1. Assume the Debt: You buy the equity of the company for $50M and the debt stays the same. You owe $50M and are in the same position as the seller. Makes sense.

2. Cash-Free, Debt-Free: You pay the seller $50M and pay the seller’s lender $50M for a total of $100M. This is the enterprise value. Then, if you like, you can borrow $50M on the company, so at the point you have bought the company for $50M, but you still have $50M in debt, so this is identical to the first example from a balance sheet perspective.

The Enterprise Value formula is good to memorize, so here it is:

Enterprise Value = Equity + Debt + Preferreds + Noncontrolling Interest - Non-Operating Cash

We’ve already explained equity and debt, so that should make sense. Preferred stock works basically the same as debt except that it pays a preferential dividend instead of interest, so it works identical to debt. Noncontrolling interest is a separate topic which is explained well here (https://corporatefinanceinstitute.com/resources/valuation/minority-inte…).

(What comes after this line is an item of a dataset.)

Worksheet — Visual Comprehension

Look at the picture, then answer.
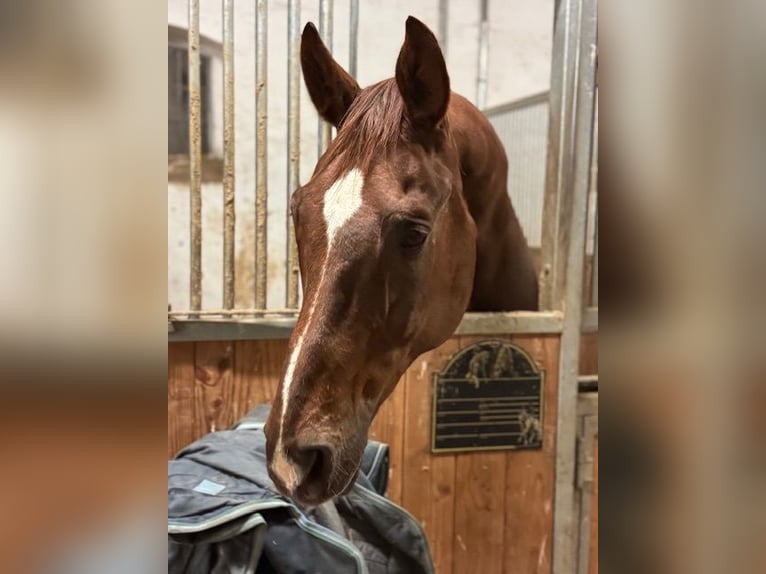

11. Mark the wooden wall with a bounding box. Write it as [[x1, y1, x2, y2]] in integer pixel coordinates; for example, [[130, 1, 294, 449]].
[[168, 335, 559, 574]]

Cash is the last piece of the formula. Enterprise Value is trying to get at the operating value of the business if you owned it, lock, stock, and barrel, and wanted it completely free and clear. As an extreme example, if you were buying a child’s lemonade stand that made $300 in EBITDA every year, and it also had $10M sitting in a bank account, you’d probably just say “this cash isn’t required to run the business. Let me buy the lemonade stand for a 5x EBITDA multiple and you keep the $10M.” The value of the lemonade stand itself as an operation is ~$1,500. How much cash you keep on hand is a FINANCING, not an operating decision.

It’s a bit complicated, so you should do some more reading, read some more examples, and maybe revisit this comment a few times.

 

+1 SB. I said less than 50% when I ought to have said more than 50%. The key is that the P&L of the whole 100% of the subsidiary is booked on the parent company, so you should be factoring in 100% of the value of the subsidiary, even if it is not fully known.

The better thing to do from an investing perspective is to strip the noncontrolling interest out of the P&L and forget about it entirely if you can get the data to do it, but that is beyond this introductory question. Thanks again.

 

So, let’s think about what the buyer pays in both my examples.

1. Assume the Debt: Here, the buyer pays the seller $50M upfront and still owes $50M, so in time, the buyer will have paid $100M if they want this thing free and clear (assuming no interest paid).

2. Cash-Free, Debt Free: Unlike the prior example, the buyer pays $50M to the seller AND $50M to seller’s lender, so $100M cash outlay upfront, with no future debt payments.

In both cases, the buyer has to ultimately pay $100M to get the company free and clear; the difference is in the timing of repaying the debt (at some point in the future or at time of acquisition).

It’s not true that a buyer must pay the full enterprise value upfront; you just have to buy the equity, and anything extra is paying down debt on the business.

 

Again, thanks for your answer. That means if we take over the debt, we only pay 50M to the owner and the other 50M will be paid off over time by paying off the debt (to the lender), right?